Responsiveness.  Michael Finn, GC of General Dynamics Advanced Information Systems, pointed out that responsiveness is his primary consideration in evaluating outside law firms, yet no law firms have ever offered to show him their record on this point—they either don’t track it or don’t bother to share their results. He noted that law firms obsessively track metrics that relate to their own business model—lawyer time, overhead and expenses—yet the metrics important to their clients, like this one, are often not tracked. 

Accurate Predictions. Finn also said that predictive accuracy was a very important factor in his company’s consideration of law firm performance, yet no one offers metrics on that either. See our entry Decision-Making on Trial: Are We Promising More Than We Can Deliver? for why law firms may not want to publicize their track records in predicting case outcomes, but  also for where the opportunity is for promoting your firm as a standout performer. 

AFAs. Toby Brown of Akin Gump is that firm’s "Pricing Officer," who works to make sure he understands the client’s needs and objectives before recommending a pricing model.
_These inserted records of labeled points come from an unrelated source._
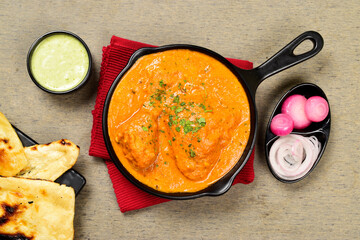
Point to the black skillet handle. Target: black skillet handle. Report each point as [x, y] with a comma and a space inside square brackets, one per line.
[282, 60]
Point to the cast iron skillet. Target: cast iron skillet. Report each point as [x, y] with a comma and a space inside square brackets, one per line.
[250, 80]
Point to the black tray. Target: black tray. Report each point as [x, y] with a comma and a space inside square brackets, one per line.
[70, 178]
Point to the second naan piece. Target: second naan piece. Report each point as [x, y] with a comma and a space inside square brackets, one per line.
[36, 209]
[50, 161]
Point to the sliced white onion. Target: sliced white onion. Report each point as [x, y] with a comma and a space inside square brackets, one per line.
[292, 156]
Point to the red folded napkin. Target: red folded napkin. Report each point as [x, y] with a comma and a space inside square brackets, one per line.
[129, 197]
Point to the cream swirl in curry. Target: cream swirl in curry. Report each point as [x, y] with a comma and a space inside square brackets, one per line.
[178, 120]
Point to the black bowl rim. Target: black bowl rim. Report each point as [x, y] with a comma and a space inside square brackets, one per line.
[41, 38]
[227, 180]
[324, 130]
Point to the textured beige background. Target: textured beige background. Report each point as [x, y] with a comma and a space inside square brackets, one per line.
[325, 205]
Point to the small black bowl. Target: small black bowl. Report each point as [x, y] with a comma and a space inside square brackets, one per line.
[33, 47]
[321, 130]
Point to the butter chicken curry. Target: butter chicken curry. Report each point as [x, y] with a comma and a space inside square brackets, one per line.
[178, 120]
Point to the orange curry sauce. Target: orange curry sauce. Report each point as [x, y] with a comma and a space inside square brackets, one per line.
[179, 120]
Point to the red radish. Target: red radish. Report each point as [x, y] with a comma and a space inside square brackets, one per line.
[295, 107]
[282, 124]
[316, 109]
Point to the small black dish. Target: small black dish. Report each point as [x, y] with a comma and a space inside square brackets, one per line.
[36, 43]
[321, 130]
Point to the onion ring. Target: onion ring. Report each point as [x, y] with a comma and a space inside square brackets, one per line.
[292, 156]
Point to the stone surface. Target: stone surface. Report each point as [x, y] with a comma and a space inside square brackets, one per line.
[325, 205]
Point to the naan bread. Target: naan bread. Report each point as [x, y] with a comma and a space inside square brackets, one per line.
[50, 161]
[12, 156]
[36, 209]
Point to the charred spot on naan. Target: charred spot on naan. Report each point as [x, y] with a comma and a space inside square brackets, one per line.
[49, 161]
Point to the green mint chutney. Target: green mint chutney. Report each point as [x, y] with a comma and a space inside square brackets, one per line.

There was quite a bit of discussion over whose responsibility it is to take the initiative in sculpting the terms of AFAs. While there was general agreement that law firms have the best information to do that in a way that assures a continuing quality of advice, there is no economic incentive for them to do so. “If clients will pay cost plus, why would a law firm offer a possibly less profitable alternative?” 

The GCs on the panel admitted that clients don’t often do what they could to spur the offering of AFAs either—in part because they are also from the old school of hourly billing, so they may not be comfortable evaluating the cost of handling a matter without that guidepost.

Alignment. Finn said that finding a law firm that aligns with his company’s collaborative culture is a high priority, which "just doesn’t happen with a firm that values eat what you kill.”  There appears to be a fresh backlash out there from clients over expenses and at least some firms are making a fundamental shift towards reducing endemic costs. The GCs reiterated that their outside firms have to share their companys’ interests in cutting costs and raising efficiency, which is not consistent with rewarding lawyers for billing the greatest number of hours.

Listening. Brown noted that listening to your clients’ greatest concerns is the best way to fashion a billing format that is satisfactory to everyone.  Often predictability of legal fees is highly important to a GC’s budgeting process, for example.  Mark Chandler, GC of Cisco Systems, emphasized the importance in some matters of having a predictable quarterly cost but also said that fees had to support the success of both parties in the end: "I don’t let my law firms take a bath."

Innovation. Susan Hackett noted that  90% of law firms still don’t have e-bill.  Most panelists agreed that, as with all disruptive technologies, people are slow to react to the pressing demand for changes, but that five years from now, the changes will be apparent.

Legal Services for the Masses

With a  legal system historically centered around "high-touch" services with their inherently high cost, over 62 million people in the United States are without lawyers primarily because they can’t afford them. That situation has given rise to a cascade of online providers of basic  legal services with different orientations, such as RocketLawyer, LegalZoom, LawGuru, LawGives,, SmartLegalForms, UpCounsel and others.  Some provide only forms while others offer consultations with licensed lawyers. 

These startups have been dogged by questions as to whether they are engaged in the unauthorized practice of law. LegalZoom, for example, has been sued in several states on that basis. Texas is the only state that has explicitly acknowledged that these providers are not practicing law. The proliferation of these type of services and their more sophisticated brethren, like Michael Mills’ Neota Logic, which provides an interactive online expert system for companies that repeatedly encounter questions in highly regulated areas, shows how the traditional practice of law is being squeezed both from the top in terms of price and also from the bottom in terms of competition.